La fantaisie
Le premier ensemble de mangas mettant en vedette des personnes âgées est antérieur à l’essor récent et comprend des œuvres shônen et seinen typiques. Jiji Metal Jacket (1990, inédit en français), par exemple, parle d’une bande de retraités qui ont enfin la possibilité de faire ce qu’ils n’avaient pas pu réaliser dans leur jeunesse : monter un groupe de rock. Ils vivent dans des maisons traditionnelles en bois et avec des tatamis ; ils boivent du thé vert, mais la première chose qu’ils font le matin est de brancher leur guitare électrique et de faire résonner quelques notes fortes dans leur quartier endormi avant de maquiller leur visage ridé et de monter sur scène. Il s’agit d’un manga comique qui évite soigneusement toute allusion à des problèmes de la vie réelle. Soit dit en passant, l’un des deux artistes impliqués dans ce manga s’est récemment intéressé de nouveau, aux personnes âgées avec un projet appelé Hiru no sentozake (inédit en français) dont le personnage principal s’adonne à l’alcool dans des bains publics.

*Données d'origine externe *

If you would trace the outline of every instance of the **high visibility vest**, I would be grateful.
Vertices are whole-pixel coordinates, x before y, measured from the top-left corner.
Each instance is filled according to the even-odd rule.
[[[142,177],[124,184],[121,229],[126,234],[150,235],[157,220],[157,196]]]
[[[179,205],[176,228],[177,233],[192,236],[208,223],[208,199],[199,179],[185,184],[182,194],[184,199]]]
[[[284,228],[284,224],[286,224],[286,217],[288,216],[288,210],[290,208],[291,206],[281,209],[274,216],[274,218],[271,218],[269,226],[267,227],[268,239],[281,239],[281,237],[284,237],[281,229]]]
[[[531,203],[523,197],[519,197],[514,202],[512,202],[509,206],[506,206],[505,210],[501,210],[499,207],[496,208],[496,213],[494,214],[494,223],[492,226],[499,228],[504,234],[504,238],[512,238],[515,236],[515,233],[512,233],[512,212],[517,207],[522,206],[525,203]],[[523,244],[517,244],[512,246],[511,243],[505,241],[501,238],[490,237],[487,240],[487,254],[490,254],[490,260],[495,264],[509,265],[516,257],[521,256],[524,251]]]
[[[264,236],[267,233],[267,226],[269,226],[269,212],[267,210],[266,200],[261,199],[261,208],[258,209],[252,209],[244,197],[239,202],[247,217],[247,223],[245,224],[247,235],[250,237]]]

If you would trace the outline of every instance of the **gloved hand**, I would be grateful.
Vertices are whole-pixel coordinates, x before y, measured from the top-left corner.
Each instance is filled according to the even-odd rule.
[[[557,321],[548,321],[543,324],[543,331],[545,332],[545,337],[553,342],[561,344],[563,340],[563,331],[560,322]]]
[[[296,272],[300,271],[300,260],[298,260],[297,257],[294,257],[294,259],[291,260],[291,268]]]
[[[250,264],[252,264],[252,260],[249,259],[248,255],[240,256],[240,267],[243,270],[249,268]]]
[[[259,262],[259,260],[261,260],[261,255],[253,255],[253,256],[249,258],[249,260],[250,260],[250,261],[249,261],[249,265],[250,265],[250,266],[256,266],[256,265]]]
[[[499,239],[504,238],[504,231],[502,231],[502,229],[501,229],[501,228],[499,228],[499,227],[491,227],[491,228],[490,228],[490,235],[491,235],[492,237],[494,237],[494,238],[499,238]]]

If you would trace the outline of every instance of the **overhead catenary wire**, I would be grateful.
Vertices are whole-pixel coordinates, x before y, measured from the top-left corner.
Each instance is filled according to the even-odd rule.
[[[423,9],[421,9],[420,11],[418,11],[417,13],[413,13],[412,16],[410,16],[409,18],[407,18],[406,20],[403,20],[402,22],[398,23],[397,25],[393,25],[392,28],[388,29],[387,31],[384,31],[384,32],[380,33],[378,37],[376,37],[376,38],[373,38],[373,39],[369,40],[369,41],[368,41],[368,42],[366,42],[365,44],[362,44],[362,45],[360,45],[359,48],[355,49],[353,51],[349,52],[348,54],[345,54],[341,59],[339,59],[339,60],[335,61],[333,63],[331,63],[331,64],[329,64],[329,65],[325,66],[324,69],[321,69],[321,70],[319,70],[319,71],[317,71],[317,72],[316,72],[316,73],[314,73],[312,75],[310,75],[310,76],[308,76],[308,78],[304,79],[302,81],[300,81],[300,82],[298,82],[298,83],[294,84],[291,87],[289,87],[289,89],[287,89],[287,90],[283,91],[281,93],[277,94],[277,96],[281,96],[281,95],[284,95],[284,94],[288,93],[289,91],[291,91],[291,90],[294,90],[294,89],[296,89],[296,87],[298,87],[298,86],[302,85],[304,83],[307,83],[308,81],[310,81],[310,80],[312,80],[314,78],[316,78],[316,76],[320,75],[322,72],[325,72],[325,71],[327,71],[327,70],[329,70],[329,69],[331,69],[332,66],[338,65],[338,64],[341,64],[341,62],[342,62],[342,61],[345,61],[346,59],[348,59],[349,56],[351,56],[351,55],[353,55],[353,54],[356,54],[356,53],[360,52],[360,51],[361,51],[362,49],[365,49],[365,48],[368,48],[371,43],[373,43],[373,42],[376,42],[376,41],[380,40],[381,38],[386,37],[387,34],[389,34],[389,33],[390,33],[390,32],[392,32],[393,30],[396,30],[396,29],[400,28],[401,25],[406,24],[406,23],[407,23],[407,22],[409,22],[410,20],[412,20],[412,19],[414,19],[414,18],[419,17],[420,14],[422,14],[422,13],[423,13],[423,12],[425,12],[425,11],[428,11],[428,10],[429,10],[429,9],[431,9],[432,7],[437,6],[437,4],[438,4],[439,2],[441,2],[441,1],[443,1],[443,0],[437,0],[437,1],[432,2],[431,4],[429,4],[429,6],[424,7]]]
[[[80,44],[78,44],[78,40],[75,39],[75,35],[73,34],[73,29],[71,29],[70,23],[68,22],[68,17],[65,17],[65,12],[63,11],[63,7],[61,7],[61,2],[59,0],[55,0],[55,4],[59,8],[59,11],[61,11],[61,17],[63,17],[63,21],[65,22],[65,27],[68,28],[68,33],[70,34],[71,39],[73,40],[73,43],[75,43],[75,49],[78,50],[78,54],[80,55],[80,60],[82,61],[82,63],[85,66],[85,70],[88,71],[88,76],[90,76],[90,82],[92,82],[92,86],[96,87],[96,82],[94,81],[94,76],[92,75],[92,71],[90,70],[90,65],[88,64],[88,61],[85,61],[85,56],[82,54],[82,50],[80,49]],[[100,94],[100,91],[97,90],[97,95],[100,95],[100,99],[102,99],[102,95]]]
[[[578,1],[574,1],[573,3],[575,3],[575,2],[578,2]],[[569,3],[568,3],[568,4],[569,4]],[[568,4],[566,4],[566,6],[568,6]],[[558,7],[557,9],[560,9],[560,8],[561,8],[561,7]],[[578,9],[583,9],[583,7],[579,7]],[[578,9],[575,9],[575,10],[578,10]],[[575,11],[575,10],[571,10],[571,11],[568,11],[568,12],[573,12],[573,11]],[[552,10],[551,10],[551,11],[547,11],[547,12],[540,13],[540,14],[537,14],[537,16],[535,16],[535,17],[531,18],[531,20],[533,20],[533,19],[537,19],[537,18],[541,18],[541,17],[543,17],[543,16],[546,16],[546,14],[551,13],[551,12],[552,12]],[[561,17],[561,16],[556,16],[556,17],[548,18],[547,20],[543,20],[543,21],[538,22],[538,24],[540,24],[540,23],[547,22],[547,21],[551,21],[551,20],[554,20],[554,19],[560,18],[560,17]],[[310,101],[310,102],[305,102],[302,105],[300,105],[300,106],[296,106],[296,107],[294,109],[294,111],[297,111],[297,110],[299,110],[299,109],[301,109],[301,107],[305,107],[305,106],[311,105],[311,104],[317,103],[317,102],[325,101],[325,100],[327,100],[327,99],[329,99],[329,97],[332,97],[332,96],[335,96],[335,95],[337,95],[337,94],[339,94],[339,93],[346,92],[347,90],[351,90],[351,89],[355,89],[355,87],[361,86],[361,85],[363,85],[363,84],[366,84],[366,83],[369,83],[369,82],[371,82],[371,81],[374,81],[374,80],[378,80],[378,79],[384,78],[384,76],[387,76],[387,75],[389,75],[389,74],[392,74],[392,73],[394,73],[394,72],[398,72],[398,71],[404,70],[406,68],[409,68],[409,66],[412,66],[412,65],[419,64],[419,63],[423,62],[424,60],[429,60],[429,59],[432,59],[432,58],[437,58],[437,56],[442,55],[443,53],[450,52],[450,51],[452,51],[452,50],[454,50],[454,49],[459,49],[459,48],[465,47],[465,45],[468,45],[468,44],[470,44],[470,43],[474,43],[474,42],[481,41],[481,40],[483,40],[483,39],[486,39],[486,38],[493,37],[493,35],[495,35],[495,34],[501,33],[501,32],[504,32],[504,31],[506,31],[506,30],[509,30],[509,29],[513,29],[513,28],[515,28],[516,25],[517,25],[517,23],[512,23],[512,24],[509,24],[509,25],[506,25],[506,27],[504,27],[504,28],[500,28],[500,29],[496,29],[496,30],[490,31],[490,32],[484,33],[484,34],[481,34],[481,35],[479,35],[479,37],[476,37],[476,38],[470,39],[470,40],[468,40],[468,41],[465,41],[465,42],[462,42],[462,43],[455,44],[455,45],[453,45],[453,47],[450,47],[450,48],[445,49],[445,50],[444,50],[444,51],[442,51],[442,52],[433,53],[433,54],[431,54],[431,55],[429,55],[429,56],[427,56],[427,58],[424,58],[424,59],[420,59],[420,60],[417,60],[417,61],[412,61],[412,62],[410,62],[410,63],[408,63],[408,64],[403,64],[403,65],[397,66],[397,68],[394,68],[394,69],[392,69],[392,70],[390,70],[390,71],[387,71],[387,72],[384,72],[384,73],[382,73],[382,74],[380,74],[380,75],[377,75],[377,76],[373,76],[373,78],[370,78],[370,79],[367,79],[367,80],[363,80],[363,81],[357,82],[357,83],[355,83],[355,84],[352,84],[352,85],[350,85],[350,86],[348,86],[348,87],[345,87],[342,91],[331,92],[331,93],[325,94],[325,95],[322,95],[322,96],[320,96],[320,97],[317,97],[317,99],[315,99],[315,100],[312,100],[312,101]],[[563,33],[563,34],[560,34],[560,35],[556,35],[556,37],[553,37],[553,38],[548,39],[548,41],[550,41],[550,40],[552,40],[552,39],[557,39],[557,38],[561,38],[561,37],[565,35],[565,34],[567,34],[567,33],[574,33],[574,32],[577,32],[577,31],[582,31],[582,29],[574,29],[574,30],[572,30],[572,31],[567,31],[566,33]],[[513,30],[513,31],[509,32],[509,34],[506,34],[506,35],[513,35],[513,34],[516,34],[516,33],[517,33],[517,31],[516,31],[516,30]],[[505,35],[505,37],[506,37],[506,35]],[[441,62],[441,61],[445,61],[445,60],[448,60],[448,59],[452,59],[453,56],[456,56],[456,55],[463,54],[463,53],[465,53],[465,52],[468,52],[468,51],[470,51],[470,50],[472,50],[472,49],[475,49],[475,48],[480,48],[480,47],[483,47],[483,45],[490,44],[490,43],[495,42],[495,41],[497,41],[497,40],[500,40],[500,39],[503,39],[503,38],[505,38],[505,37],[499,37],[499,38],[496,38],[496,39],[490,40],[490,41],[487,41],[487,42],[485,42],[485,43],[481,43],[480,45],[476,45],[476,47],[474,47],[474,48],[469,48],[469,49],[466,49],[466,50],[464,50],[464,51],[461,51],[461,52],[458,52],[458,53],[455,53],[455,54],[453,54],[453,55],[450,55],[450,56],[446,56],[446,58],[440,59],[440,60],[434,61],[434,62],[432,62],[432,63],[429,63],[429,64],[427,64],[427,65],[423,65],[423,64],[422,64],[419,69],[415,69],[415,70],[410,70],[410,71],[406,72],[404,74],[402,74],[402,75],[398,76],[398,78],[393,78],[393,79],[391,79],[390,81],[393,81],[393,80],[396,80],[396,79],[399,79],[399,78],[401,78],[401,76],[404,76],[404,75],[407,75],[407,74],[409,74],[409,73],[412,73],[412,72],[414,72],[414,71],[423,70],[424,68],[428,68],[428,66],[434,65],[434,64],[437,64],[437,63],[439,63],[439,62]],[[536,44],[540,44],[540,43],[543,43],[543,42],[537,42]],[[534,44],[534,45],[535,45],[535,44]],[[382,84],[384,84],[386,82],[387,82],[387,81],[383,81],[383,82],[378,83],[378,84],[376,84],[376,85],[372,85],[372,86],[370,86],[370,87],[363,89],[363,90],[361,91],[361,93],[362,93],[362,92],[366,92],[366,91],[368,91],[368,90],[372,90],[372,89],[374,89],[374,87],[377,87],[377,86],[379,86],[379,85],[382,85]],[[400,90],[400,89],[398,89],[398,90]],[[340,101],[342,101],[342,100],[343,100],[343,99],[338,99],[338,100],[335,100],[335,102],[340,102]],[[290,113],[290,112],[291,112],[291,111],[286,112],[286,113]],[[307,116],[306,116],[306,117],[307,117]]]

Toriyama Akira est connu dans le monde entier pour ses œuvres tels que Dragon Ball (éd. Glénat) et Dr. Slump (éd. Glénat). A l’été 2000, il a publié une nouvelle intitulée Sand Land (éd. Glénat), traduite par la suite dans plusieurs langues et même publiée en Amérique par l’édition anglaise de Shônen Jump. Les trois personnages principaux de l’histoire sont constitués d’un jeune démon et de deux vieux types. Rao, en particulier, est un ancien général chargé de combattre le roi tyrannique et de ramener de l’eau dans son pays, après des années de guerres et de catastrophes naturelles qui l’ont transformé en désert.
Obata Takeshi est un autre célèbre mangaka qui a utilisé des personnages âgés de manière étrangement amusante. Il est l’auteur de hits internationaux tels que Death Note (éd. Kana) et Bakuman (éd. Kana), mais son premier travail publié, en 1989, sous le pseudonyme de Kobatake Ken s’intitule Cyborg Jiichan G [Cyborg grand-père G, inédit en français] porte sur un scientifique paysan de génie qui devient un cyborg chargé de révolutionner l’agriculture et de lutter contre les grandes entreprises qui veulent contrôler le monde. Tout en travaillant sur ses projets grandioses, le super-grand-père trouve même le temps de sauver de la mort une vieille dame ; d’exterminer les corbeaux après sa récolte et de se battre contre le chef mégalomane du village. Obata, encore adolescent quand il écrit cette histoire, est déjà au sommet de son art, notamment en termes de maturité artistique. L’intrigue elle-même est un peu exagérée et plutôt ridicule, mais c’est une histoire passionnante pleine d’humour.
Sur le front des mamies, les histoires sont peut-être moins violentes, mais elles sont certainement sur un pied d’égalité avec les grands-pères en ce qui concerne les bizarreries. Prenez, par exemple, Obaachan wa idol [grand-mère est une idole, inédit en français] de Kikuchi Kumiko. Alors que les événements sont racontés par une lycéenne, la véritable protagoniste est sa grand-mère, une femme hautaine de 70 ans qui rend un jour une visite surprise à son fils producteur de télévision. Tout en regardant le studio de télévision sans surveillance et en touchant toutes les machines, elle s’électrocute. Emmenée à l’hôpital, elle survit miraculeusement à l’opération, mais l’énorme choc électrique a changé et revitalisé ses cellules. De manière typiquement manga, la vieille dame est transformée en une belle fille. La vie de grand-mère et de sa famille est bouleversée alors que de nombreux lycéens tombent amoureux d’elle. Elle est même recherchée par un agent artistique et devient une idole.
En résumé, les seniors de ces mangas sont tout sauf des gens ordinaires. Ils font des choses extraordinaires et la surprise constitue l’élément intéressant de l’histoire. Le message véhiculé par ces mangas est que la vie des plus de 60 ans est éminemment ennuyeuse et qu’on les accepte dès lors qu’ils deviennent des super-héros.